For the detailed prediction of soot, a quadrature-based method of moments (QMOM) approach is applied. For this, the STFS institute developed a numerical framework for turbulent reacting and sooting flames. The framework includes all relevant libraries and is integrated into the CFD code via junction box routines. To enhance the coupling, the routines make direct use the ANSYS CFX internal memory management system (MMS).
Results
A framework for 3D-CFD transient multi-cycle simulation of emission-critical engine scenarios was successfully developed and evaluated. For this purpose, an emission-critical event previously identified on the dynamic engine test bed was measured and transferred to the framework with the appropriate boundary conditions. A total of 31 consecutive engine cycles of the transient were calculated and combined with experimental data to perform a cause-and-effect chain analysis. To isolate possible causes for the increased particulate emissions, the framework was further used to analyze sensitivities of the scenario and derive possible reduction measures. Finally, the identified measures from the CFD framework were transferred back to the test bed and evaluated.
Discussion
The results obtained demonstrate very well how state-of-the-art methods can already be used today to gain further insights into ongoing processes inside the engine during transient operation. With the performed cause-and-effect-chain analysis, two essential soot-promoting aspects in the transient could be identified. While deficiencies in the fuel-air ratio promote an initial increase in emissions, it was shown that the timing of the injected fuel mass in particular was decisive for the observed emissions. The analysis was also able to interpret observations related to an occurred knock event and evaluate its potential for particulate emission. For this purpose, the combined approach was crucial, since neither the experiment nor the CFD simulation alone was able to measure resp. model all necessary effects.

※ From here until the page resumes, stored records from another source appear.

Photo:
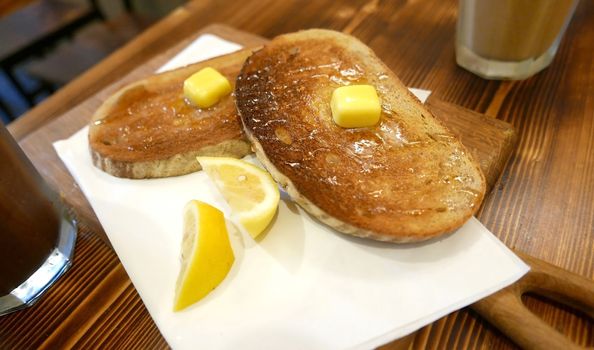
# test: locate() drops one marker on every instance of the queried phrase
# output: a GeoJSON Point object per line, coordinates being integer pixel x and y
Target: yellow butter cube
{"type": "Point", "coordinates": [206, 87]}
{"type": "Point", "coordinates": [355, 106]}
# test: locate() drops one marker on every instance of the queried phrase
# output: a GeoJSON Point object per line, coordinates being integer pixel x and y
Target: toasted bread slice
{"type": "Point", "coordinates": [405, 179]}
{"type": "Point", "coordinates": [148, 129]}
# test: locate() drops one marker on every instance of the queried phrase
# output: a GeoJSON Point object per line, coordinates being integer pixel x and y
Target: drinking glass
{"type": "Point", "coordinates": [37, 233]}
{"type": "Point", "coordinates": [510, 39]}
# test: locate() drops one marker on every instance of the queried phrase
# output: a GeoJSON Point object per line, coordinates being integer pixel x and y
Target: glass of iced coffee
{"type": "Point", "coordinates": [37, 233]}
{"type": "Point", "coordinates": [510, 39]}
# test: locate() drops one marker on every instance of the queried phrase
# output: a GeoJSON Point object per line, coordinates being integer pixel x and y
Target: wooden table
{"type": "Point", "coordinates": [543, 205]}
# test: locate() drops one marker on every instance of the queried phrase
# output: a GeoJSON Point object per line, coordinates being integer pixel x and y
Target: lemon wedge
{"type": "Point", "coordinates": [206, 254]}
{"type": "Point", "coordinates": [250, 191]}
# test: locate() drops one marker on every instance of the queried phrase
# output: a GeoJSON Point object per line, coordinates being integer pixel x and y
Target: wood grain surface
{"type": "Point", "coordinates": [543, 205]}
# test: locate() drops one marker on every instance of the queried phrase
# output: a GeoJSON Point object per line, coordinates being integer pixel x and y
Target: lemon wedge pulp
{"type": "Point", "coordinates": [250, 191]}
{"type": "Point", "coordinates": [206, 254]}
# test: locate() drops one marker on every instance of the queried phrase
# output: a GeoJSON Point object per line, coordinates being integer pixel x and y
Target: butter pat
{"type": "Point", "coordinates": [355, 106]}
{"type": "Point", "coordinates": [206, 87]}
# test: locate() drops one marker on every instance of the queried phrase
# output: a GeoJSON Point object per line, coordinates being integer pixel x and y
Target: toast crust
{"type": "Point", "coordinates": [148, 129]}
{"type": "Point", "coordinates": [406, 179]}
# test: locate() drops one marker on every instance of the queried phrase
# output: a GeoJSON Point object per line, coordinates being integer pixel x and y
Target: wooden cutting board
{"type": "Point", "coordinates": [489, 140]}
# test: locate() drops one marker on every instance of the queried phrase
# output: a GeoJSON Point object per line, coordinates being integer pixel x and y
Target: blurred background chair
{"type": "Point", "coordinates": [33, 29]}
{"type": "Point", "coordinates": [51, 42]}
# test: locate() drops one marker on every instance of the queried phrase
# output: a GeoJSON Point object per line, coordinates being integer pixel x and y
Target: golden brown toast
{"type": "Point", "coordinates": [148, 129]}
{"type": "Point", "coordinates": [406, 179]}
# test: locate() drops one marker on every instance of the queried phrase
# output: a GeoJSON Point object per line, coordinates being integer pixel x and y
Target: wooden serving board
{"type": "Point", "coordinates": [489, 140]}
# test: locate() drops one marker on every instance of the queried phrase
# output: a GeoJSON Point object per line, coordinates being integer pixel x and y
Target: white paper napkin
{"type": "Point", "coordinates": [303, 286]}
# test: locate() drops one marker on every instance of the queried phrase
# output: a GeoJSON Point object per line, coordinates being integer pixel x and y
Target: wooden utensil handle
{"type": "Point", "coordinates": [506, 311]}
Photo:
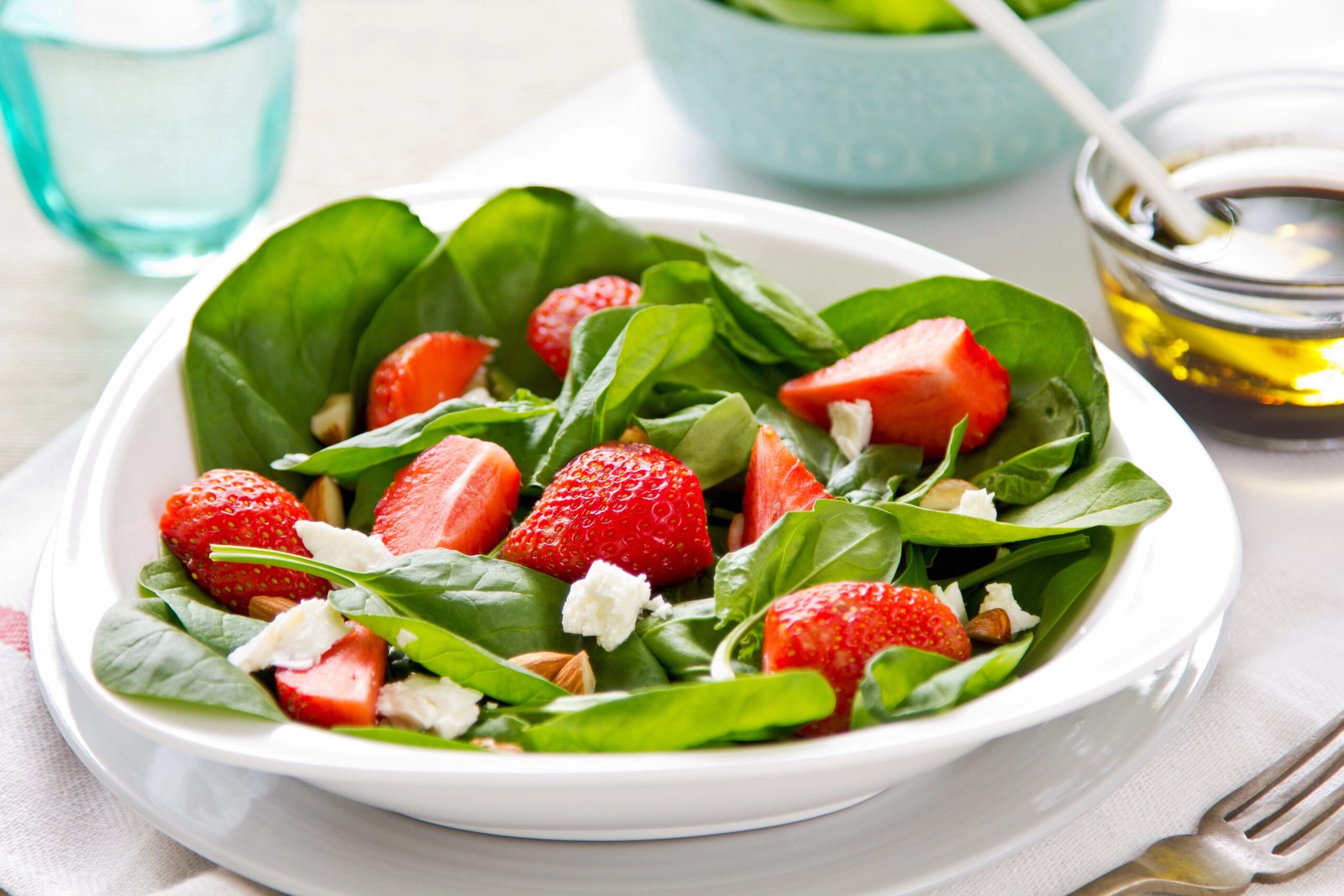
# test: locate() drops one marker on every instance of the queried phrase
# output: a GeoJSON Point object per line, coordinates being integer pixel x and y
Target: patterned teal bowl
{"type": "Point", "coordinates": [871, 112]}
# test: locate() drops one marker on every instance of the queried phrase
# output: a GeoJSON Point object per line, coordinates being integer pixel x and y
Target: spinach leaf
{"type": "Point", "coordinates": [523, 244]}
{"type": "Point", "coordinates": [920, 687]}
{"type": "Point", "coordinates": [405, 738]}
{"type": "Point", "coordinates": [1032, 336]}
{"type": "Point", "coordinates": [616, 360]}
{"type": "Point", "coordinates": [714, 439]}
{"type": "Point", "coordinates": [945, 468]}
{"type": "Point", "coordinates": [875, 474]}
{"type": "Point", "coordinates": [279, 336]}
{"type": "Point", "coordinates": [631, 667]}
{"type": "Point", "coordinates": [512, 425]}
{"type": "Point", "coordinates": [1032, 448]}
{"type": "Point", "coordinates": [205, 618]}
{"type": "Point", "coordinates": [685, 638]}
{"type": "Point", "coordinates": [685, 715]}
{"type": "Point", "coordinates": [139, 651]}
{"type": "Point", "coordinates": [433, 297]}
{"type": "Point", "coordinates": [497, 605]}
{"type": "Point", "coordinates": [445, 653]}
{"type": "Point", "coordinates": [833, 542]}
{"type": "Point", "coordinates": [719, 367]}
{"type": "Point", "coordinates": [1113, 493]}
{"type": "Point", "coordinates": [768, 317]}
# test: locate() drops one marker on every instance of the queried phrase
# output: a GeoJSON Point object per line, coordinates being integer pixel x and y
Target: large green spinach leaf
{"type": "Point", "coordinates": [279, 336]}
{"type": "Point", "coordinates": [1112, 493]}
{"type": "Point", "coordinates": [685, 715]}
{"type": "Point", "coordinates": [141, 652]}
{"type": "Point", "coordinates": [1032, 338]}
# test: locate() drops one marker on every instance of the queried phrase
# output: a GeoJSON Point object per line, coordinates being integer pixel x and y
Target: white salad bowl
{"type": "Point", "coordinates": [1164, 584]}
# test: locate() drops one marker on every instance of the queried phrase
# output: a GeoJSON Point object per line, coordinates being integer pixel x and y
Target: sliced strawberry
{"type": "Point", "coordinates": [342, 689]}
{"type": "Point", "coordinates": [627, 503]}
{"type": "Point", "coordinates": [428, 369]}
{"type": "Point", "coordinates": [837, 627]}
{"type": "Point", "coordinates": [244, 508]}
{"type": "Point", "coordinates": [921, 380]}
{"type": "Point", "coordinates": [459, 495]}
{"type": "Point", "coordinates": [777, 483]}
{"type": "Point", "coordinates": [553, 322]}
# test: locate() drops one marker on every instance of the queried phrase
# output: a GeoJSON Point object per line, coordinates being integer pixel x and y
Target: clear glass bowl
{"type": "Point", "coordinates": [1257, 360]}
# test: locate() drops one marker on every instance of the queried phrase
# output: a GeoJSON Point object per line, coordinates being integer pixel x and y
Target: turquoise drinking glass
{"type": "Point", "coordinates": [150, 130]}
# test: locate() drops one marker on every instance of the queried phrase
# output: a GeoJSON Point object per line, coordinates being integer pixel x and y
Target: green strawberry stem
{"type": "Point", "coordinates": [266, 557]}
{"type": "Point", "coordinates": [1026, 553]}
{"type": "Point", "coordinates": [721, 665]}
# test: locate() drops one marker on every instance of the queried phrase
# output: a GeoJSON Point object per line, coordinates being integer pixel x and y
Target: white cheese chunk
{"type": "Point", "coordinates": [606, 604]}
{"type": "Point", "coordinates": [999, 597]}
{"type": "Point", "coordinates": [344, 548]}
{"type": "Point", "coordinates": [952, 597]}
{"type": "Point", "coordinates": [978, 503]}
{"type": "Point", "coordinates": [295, 640]}
{"type": "Point", "coordinates": [851, 426]}
{"type": "Point", "coordinates": [425, 703]}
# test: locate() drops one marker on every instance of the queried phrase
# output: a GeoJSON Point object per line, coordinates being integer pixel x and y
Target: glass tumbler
{"type": "Point", "coordinates": [1254, 359]}
{"type": "Point", "coordinates": [150, 130]}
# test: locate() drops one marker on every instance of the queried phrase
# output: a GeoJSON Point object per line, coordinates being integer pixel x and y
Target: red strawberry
{"type": "Point", "coordinates": [239, 506]}
{"type": "Point", "coordinates": [777, 483]}
{"type": "Point", "coordinates": [921, 380]}
{"type": "Point", "coordinates": [625, 503]}
{"type": "Point", "coordinates": [839, 626]}
{"type": "Point", "coordinates": [342, 689]}
{"type": "Point", "coordinates": [554, 320]}
{"type": "Point", "coordinates": [459, 495]}
{"type": "Point", "coordinates": [428, 369]}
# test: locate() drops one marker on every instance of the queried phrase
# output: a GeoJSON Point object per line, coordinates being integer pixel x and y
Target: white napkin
{"type": "Point", "coordinates": [60, 832]}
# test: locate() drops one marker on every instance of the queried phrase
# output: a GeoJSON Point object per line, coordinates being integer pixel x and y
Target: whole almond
{"type": "Point", "coordinates": [546, 664]}
{"type": "Point", "coordinates": [945, 495]}
{"type": "Point", "coordinates": [577, 676]}
{"type": "Point", "coordinates": [991, 626]}
{"type": "Point", "coordinates": [335, 419]}
{"type": "Point", "coordinates": [266, 607]}
{"type": "Point", "coordinates": [324, 501]}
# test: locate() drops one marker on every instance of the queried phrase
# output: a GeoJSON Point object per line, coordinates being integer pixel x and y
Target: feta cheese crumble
{"type": "Point", "coordinates": [606, 604]}
{"type": "Point", "coordinates": [295, 640]}
{"type": "Point", "coordinates": [952, 597]}
{"type": "Point", "coordinates": [851, 426]}
{"type": "Point", "coordinates": [344, 548]}
{"type": "Point", "coordinates": [425, 703]}
{"type": "Point", "coordinates": [999, 597]}
{"type": "Point", "coordinates": [979, 504]}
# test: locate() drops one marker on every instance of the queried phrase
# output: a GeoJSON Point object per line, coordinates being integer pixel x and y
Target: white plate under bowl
{"type": "Point", "coordinates": [1164, 584]}
{"type": "Point", "coordinates": [917, 835]}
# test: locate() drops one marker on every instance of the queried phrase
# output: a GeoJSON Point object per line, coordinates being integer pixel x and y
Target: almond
{"type": "Point", "coordinates": [991, 626]}
{"type": "Point", "coordinates": [577, 676]}
{"type": "Point", "coordinates": [266, 607]}
{"type": "Point", "coordinates": [335, 419]}
{"type": "Point", "coordinates": [945, 495]}
{"type": "Point", "coordinates": [324, 501]}
{"type": "Point", "coordinates": [546, 664]}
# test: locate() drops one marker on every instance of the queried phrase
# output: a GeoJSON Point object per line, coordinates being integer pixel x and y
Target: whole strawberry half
{"type": "Point", "coordinates": [920, 380]}
{"type": "Point", "coordinates": [837, 627]}
{"type": "Point", "coordinates": [428, 369]}
{"type": "Point", "coordinates": [244, 508]}
{"type": "Point", "coordinates": [554, 320]}
{"type": "Point", "coordinates": [629, 504]}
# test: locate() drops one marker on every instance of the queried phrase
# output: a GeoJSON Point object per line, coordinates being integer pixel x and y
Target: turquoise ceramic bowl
{"type": "Point", "coordinates": [870, 112]}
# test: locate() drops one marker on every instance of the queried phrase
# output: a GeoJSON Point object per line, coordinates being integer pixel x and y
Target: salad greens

The identified trends of the derived measures from the CFD, especially for the injection strategy, could be confirmed when transferred to the dynamic engine test bed.
To further evaluate the methodology, the combined numerical and experimental approach needs to be applied to additional driving scenarios. For this purpose, with the upcoming EURO7 legislation, transient scenarios with cold start and oxygenated fuels will play a particular role.